Num cantinho da cidade, onde as luzes iluminavam as ruas, vivia uma mulher chamada Valentina. Linda e desenrolada, Valentina tinha tudo o que uma garota podia desejar: um namorado que a mimava, cuidava dela e caprichava em cada detalhe. No entanto, apesar do seu amor por ele, Valentina não tinha nenhum remorso em buscar prazer em outros braços quando a oportunidade aparecia.Uma noite, seu namorado, Carlos, planejou um jantar romântico em um restaurante luxuoso. As velas tremeluziam na mesa, e o ambiente era perfeito para uma noite especial. Enquanto o jantar transcorria, Valentina se desculpou para ir ao banheiro, mas na verdade, tinha outros planos. Ao sair do banheiro, se deparou com o garçom, um homem de aparência sedutora e olhos penetrantes.

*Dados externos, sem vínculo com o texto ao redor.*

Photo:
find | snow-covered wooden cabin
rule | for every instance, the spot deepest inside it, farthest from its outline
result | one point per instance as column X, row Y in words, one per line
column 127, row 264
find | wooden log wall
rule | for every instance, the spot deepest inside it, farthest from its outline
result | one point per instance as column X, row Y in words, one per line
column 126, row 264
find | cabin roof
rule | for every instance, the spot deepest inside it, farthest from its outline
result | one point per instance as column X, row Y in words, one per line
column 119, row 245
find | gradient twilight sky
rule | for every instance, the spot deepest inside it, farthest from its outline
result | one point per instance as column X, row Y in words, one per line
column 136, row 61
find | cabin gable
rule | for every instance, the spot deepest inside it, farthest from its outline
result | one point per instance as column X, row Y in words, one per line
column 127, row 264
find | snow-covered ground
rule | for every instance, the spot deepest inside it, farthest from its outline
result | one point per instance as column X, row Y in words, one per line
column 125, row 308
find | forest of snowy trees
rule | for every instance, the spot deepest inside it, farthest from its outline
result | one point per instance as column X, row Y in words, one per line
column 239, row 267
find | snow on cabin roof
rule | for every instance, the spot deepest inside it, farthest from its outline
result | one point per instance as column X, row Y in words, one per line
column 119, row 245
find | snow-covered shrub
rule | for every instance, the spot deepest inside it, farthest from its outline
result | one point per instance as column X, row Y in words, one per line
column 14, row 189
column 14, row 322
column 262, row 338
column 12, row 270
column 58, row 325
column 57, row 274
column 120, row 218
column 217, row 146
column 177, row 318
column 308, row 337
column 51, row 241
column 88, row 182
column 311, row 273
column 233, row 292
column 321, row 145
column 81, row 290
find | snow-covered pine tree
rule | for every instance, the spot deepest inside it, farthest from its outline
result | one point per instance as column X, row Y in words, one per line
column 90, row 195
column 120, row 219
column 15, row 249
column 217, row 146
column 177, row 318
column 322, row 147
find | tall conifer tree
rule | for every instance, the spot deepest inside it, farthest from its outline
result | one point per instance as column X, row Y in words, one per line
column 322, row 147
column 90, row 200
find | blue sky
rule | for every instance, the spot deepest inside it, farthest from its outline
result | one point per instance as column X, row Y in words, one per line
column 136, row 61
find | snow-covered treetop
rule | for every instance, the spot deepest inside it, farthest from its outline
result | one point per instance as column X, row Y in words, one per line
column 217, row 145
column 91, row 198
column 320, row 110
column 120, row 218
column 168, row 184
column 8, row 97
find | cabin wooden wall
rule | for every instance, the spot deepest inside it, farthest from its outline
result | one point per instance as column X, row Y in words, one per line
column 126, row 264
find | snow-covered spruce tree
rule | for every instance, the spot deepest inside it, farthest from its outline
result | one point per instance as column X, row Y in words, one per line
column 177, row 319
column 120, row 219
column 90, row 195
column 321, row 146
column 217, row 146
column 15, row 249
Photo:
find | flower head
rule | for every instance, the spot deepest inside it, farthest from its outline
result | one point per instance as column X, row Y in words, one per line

— Espero que tudo esteja do seu agrado, senhora — disse o garçom com um sorriso malicioso.
— Tudo está perfeito — respondeu Valentina, lançando-lhe um olhar convidativo.
O garçom a pegou pela mão e a levou a um pequeno quartinho de estoque. Lá, longe de olhares indiscretos, a beijou com paixão, explorando cada canto de sua boca. Valentina, excitada, se ajoelhou e começou a desabotoçar sua calça. O garçom observava com desejo enquanto ela tirava seu pau e o colocava na boca, chupando e saboreando com avidez.
Então, o garçom a colocou de pé e a levou até um espelho. Com uma mão firme, levantou seu vestido, expondo suas nádegas e sua buceta encharcada. — Já estava sem calcinha? Que putinha gostosa —.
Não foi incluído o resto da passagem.